The compositions emerge from a cohesive middle period in this group’s five-year life cycle, characterized by zingy groove-oriented pieces, lyrical ballads of great beauty and suites of increasing length and complexity, culminating in a superb “side-long” “Death and The Flower” that presages the album-length Survivors Suite (1976). The longer suites also encapsulate romantic balladry in extended piano solos that rhapsodize effectively. The band achieved a great variety of coloristic and textural layers, with Jarrett regularly doubling on soprano sax, Redman blowing musette, as well as tenor, and everyone (except probably Haden) picking up little percussion instruments now and then.

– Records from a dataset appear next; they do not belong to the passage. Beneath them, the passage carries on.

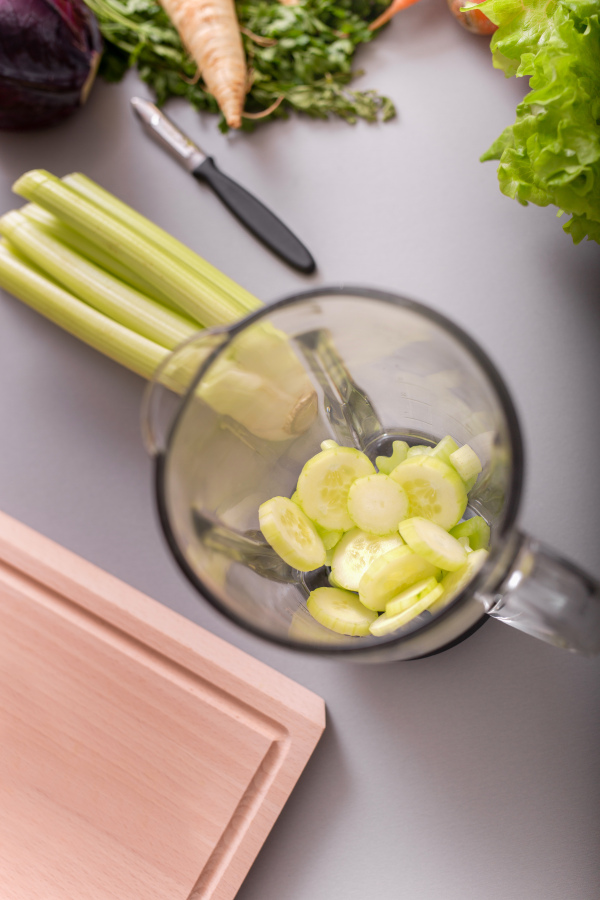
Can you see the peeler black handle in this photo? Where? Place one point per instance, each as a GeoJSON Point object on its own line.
{"type": "Point", "coordinates": [256, 217]}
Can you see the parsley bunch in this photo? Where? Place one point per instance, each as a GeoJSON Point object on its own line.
{"type": "Point", "coordinates": [299, 57]}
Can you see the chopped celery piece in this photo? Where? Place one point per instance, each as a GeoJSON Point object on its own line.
{"type": "Point", "coordinates": [355, 553]}
{"type": "Point", "coordinates": [455, 582]}
{"type": "Point", "coordinates": [377, 504]}
{"type": "Point", "coordinates": [476, 530]}
{"type": "Point", "coordinates": [466, 462]}
{"type": "Point", "coordinates": [291, 534]}
{"type": "Point", "coordinates": [29, 284]}
{"type": "Point", "coordinates": [433, 543]}
{"type": "Point", "coordinates": [101, 290]}
{"type": "Point", "coordinates": [340, 610]}
{"type": "Point", "coordinates": [391, 573]}
{"type": "Point", "coordinates": [435, 491]}
{"type": "Point", "coordinates": [324, 484]}
{"type": "Point", "coordinates": [385, 464]}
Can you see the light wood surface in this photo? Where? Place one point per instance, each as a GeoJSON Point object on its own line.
{"type": "Point", "coordinates": [140, 756]}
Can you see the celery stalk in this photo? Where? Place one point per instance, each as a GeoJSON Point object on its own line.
{"type": "Point", "coordinates": [28, 284]}
{"type": "Point", "coordinates": [200, 299]}
{"type": "Point", "coordinates": [76, 241]}
{"type": "Point", "coordinates": [98, 288]}
{"type": "Point", "coordinates": [115, 207]}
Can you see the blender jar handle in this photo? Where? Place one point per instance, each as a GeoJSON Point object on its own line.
{"type": "Point", "coordinates": [548, 597]}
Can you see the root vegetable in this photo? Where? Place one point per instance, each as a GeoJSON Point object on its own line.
{"type": "Point", "coordinates": [211, 33]}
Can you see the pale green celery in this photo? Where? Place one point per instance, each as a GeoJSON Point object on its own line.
{"type": "Point", "coordinates": [200, 299]}
{"type": "Point", "coordinates": [29, 284]}
{"type": "Point", "coordinates": [246, 301]}
{"type": "Point", "coordinates": [76, 241]}
{"type": "Point", "coordinates": [93, 285]}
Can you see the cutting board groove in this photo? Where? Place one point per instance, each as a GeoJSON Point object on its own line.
{"type": "Point", "coordinates": [141, 756]}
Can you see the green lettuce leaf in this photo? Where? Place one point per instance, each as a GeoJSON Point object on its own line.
{"type": "Point", "coordinates": [552, 152]}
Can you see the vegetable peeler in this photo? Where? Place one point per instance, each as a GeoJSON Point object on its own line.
{"type": "Point", "coordinates": [251, 212]}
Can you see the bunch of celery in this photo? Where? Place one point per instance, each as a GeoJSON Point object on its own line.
{"type": "Point", "coordinates": [112, 278]}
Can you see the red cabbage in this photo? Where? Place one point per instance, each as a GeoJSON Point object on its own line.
{"type": "Point", "coordinates": [49, 53]}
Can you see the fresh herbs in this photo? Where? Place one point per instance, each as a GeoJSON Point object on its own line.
{"type": "Point", "coordinates": [299, 57]}
{"type": "Point", "coordinates": [552, 152]}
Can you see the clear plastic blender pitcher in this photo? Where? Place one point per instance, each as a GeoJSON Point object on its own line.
{"type": "Point", "coordinates": [234, 414]}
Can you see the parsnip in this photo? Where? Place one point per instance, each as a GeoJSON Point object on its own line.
{"type": "Point", "coordinates": [210, 31]}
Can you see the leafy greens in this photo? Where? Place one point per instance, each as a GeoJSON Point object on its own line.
{"type": "Point", "coordinates": [298, 56]}
{"type": "Point", "coordinates": [551, 155]}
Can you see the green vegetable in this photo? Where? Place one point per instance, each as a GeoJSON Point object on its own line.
{"type": "Point", "coordinates": [371, 570]}
{"type": "Point", "coordinates": [26, 282]}
{"type": "Point", "coordinates": [324, 483]}
{"type": "Point", "coordinates": [291, 534]}
{"type": "Point", "coordinates": [92, 285]}
{"type": "Point", "coordinates": [340, 610]}
{"type": "Point", "coordinates": [551, 155]}
{"type": "Point", "coordinates": [298, 55]}
{"type": "Point", "coordinates": [355, 553]}
{"type": "Point", "coordinates": [433, 543]}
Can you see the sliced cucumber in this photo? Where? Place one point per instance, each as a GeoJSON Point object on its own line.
{"type": "Point", "coordinates": [377, 504]}
{"type": "Point", "coordinates": [435, 491]}
{"type": "Point", "coordinates": [466, 462]}
{"type": "Point", "coordinates": [391, 573]}
{"type": "Point", "coordinates": [418, 450]}
{"type": "Point", "coordinates": [433, 543]}
{"type": "Point", "coordinates": [291, 534]}
{"type": "Point", "coordinates": [476, 530]}
{"type": "Point", "coordinates": [444, 448]}
{"type": "Point", "coordinates": [355, 553]}
{"type": "Point", "coordinates": [455, 582]}
{"type": "Point", "coordinates": [324, 483]}
{"type": "Point", "coordinates": [406, 598]}
{"type": "Point", "coordinates": [329, 538]}
{"type": "Point", "coordinates": [386, 624]}
{"type": "Point", "coordinates": [340, 610]}
{"type": "Point", "coordinates": [385, 464]}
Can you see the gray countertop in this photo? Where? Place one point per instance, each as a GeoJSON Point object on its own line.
{"type": "Point", "coordinates": [472, 774]}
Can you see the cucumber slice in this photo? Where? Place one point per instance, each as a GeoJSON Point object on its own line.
{"type": "Point", "coordinates": [324, 483]}
{"type": "Point", "coordinates": [444, 448]}
{"type": "Point", "coordinates": [355, 553]}
{"type": "Point", "coordinates": [340, 610]}
{"type": "Point", "coordinates": [291, 534]}
{"type": "Point", "coordinates": [433, 543]}
{"type": "Point", "coordinates": [418, 450]}
{"type": "Point", "coordinates": [476, 530]}
{"type": "Point", "coordinates": [386, 624]}
{"type": "Point", "coordinates": [455, 582]}
{"type": "Point", "coordinates": [385, 464]}
{"type": "Point", "coordinates": [329, 538]}
{"type": "Point", "coordinates": [377, 504]}
{"type": "Point", "coordinates": [406, 598]}
{"type": "Point", "coordinates": [435, 491]}
{"type": "Point", "coordinates": [391, 573]}
{"type": "Point", "coordinates": [466, 462]}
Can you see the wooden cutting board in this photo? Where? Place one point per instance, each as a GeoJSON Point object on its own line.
{"type": "Point", "coordinates": [140, 756]}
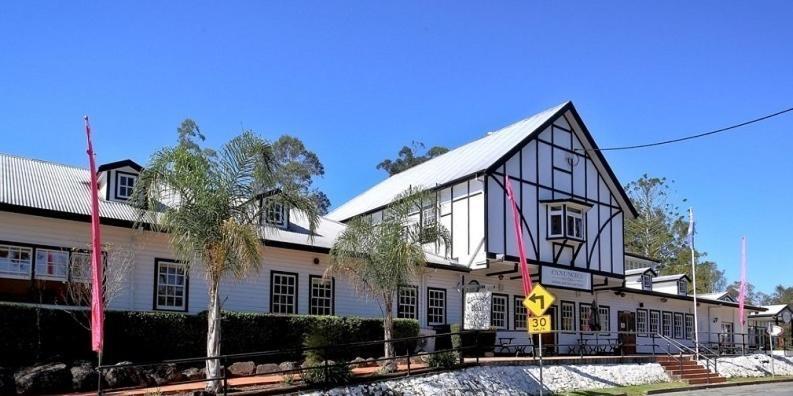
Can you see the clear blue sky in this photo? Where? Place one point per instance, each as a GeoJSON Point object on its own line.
{"type": "Point", "coordinates": [357, 80]}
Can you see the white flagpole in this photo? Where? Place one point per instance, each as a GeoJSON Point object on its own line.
{"type": "Point", "coordinates": [694, 279]}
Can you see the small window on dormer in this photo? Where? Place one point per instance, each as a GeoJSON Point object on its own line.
{"type": "Point", "coordinates": [647, 282]}
{"type": "Point", "coordinates": [575, 223]}
{"type": "Point", "coordinates": [125, 184]}
{"type": "Point", "coordinates": [276, 215]}
{"type": "Point", "coordinates": [682, 287]}
{"type": "Point", "coordinates": [555, 221]}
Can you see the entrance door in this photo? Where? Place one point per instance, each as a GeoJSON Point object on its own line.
{"type": "Point", "coordinates": [627, 323]}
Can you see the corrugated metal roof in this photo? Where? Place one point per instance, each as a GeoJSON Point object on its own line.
{"type": "Point", "coordinates": [455, 164]}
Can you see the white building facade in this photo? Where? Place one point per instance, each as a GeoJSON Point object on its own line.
{"type": "Point", "coordinates": [572, 212]}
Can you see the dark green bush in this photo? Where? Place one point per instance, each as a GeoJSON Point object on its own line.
{"type": "Point", "coordinates": [475, 343]}
{"type": "Point", "coordinates": [29, 335]}
{"type": "Point", "coordinates": [445, 359]}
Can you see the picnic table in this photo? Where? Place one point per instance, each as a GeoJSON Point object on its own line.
{"type": "Point", "coordinates": [506, 345]}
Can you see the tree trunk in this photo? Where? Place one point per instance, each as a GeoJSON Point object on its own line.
{"type": "Point", "coordinates": [388, 327]}
{"type": "Point", "coordinates": [213, 336]}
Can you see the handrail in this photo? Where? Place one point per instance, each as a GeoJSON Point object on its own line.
{"type": "Point", "coordinates": [681, 347]}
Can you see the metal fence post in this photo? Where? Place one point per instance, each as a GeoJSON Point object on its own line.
{"type": "Point", "coordinates": [224, 367]}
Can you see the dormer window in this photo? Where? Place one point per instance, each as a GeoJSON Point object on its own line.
{"type": "Point", "coordinates": [566, 219]}
{"type": "Point", "coordinates": [682, 287]}
{"type": "Point", "coordinates": [555, 224]}
{"type": "Point", "coordinates": [575, 223]}
{"type": "Point", "coordinates": [276, 215]}
{"type": "Point", "coordinates": [125, 184]}
{"type": "Point", "coordinates": [647, 282]}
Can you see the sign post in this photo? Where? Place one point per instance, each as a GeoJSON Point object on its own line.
{"type": "Point", "coordinates": [538, 302]}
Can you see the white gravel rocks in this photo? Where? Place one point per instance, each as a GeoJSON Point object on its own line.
{"type": "Point", "coordinates": [512, 380]}
{"type": "Point", "coordinates": [757, 365]}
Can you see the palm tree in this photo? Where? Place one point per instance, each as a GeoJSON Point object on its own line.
{"type": "Point", "coordinates": [378, 257]}
{"type": "Point", "coordinates": [210, 204]}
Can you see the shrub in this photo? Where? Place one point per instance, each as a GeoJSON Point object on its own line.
{"type": "Point", "coordinates": [28, 335]}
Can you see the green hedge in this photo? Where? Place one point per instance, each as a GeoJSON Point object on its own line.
{"type": "Point", "coordinates": [28, 335]}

Folkloric qualities present in Jarrett’s solo piano music here emerge even more strongly, as themes with powerful American Indian elements of rooted simplicity (Haden’s sonorous, deeply grounded bass) and ritual dance (repeated loops, singing lines) are given more roughness under the jazz veneer by often being played on ‘primitive’ instruments (wooden flute, tambourine, maracas, shakers) or in Redman’s braying, chanting tenor style. The storytelling aspects of this band’s music are profoundly moving; no matter what the tempo, there is never a sense of rushing the beat or the narrative over Motian’s floating rhythm (hear his tom-toms on “Roads Traveled”); these griots of the plains are telling timeless tales of big sky and rolling rivers. They take their sweet time: most of the best tracks-except on the peppy, air-play oriented “Treasure Island” with Sam Brown’s guitar on a couple of cute quickies-run nine to 15 minutes, but are so structured as to resemble not so much a jam session as a pow-wow. Listening to Jarrett, the jazzers and the new agers have been converging for a generation.